Rachel Fagan, GMB organiser, said there were now about 1,000 union members at the Coventry warehouse, where the workforce last year was the first to take legally mandated strike action against Amazon in the UK. Fagan said workers were demanding better pay but also considered performance targets were unfair.
She said: “In the middle of winter, people are dressed like they are going to the gym, with T-shirts, shorts and trainers, because of the physical work. It’s really hard work and it has a toll.
“If you work in any other warehouse, you get a target on how many boxes you pack a day. But at Amazon the algorithm bases [the target] on the average picking that day. People don’t know the target, so everyone is working at full capacity, and this is the reason people get worn out.”
Workers in Amazon centres across the world are calling for a change in workplace practices. One worker in India who spoke to the Observer said she would take part in action on Black Friday to press for work targets to be achievable, for working hours to be no longer than eight hours a day and for better pay rates. She works 10-hour days, five days a week, earning about £100 a month.
Amazon said in a media briefing last week it planned to automate many repetitive tasks at warehouses with robots. It is testing Digit, a two-legged robot that can grasp and lift items. Union officials say whatever innovations are in the pipeline, the workforce needs better representation.
Christy Hoffman, general secretary of UNI Global Union, an international union for service industries, said: “Amazon’s unchecked power needs to be curbed. One step governments should take is stronger labour laws and stronger enforcement that would help stop Amazon’s union-busting.”

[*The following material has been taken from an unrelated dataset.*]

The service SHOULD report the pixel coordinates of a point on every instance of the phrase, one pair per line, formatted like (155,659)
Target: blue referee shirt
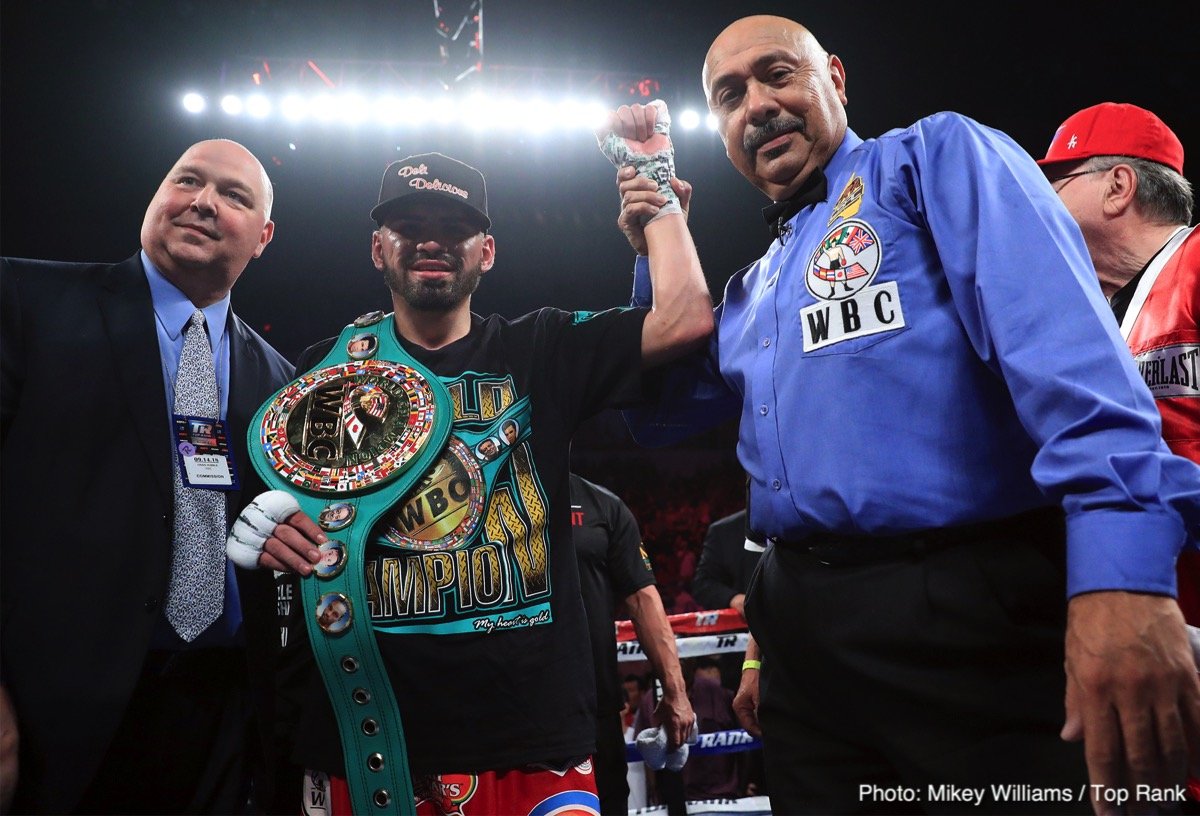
(929,347)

Between January and August, the US Department of Labor has cited Amazon for workplace violations on six occasions, including violations at warehouses in Colorado, Idaho, Illinois, New Jersey and New York. Bernie Sanders, chair of the senate committee on health, education, labour and pensions, which is investigating Amazon’s workplace practices, says conditions in US warehouses are dangerous and illegal. Amazon has said it strongly disagrees with Sanders’s assertions.
Amazon says it is a trusted partner for millions of sellers worldwide and the FTC action was misguided. It said its platform was good for competition, consumers and sellers.
The company said working in a warehouse was a rewarding job at Amazon, with excellent pay, workforce support and comfortably paced work with breaks. A spokesperson said: “We invest, invent and innovate in safety, going above and beyond the basics right across our business. Performance metrics are regularly evaluated and built on benchmarks based on real-life and attainable performance history.”
In response to reports of the proliferation of ads on product searches, the company said: “We offer hundreds of millions of items to millions of customers, and it’s our job to bring together each individual customer with the best single product for them – all in a matter of seconds. This is no easy feat, and we work hard every day to strike the right balance between organic search results, merchandising and advertising.”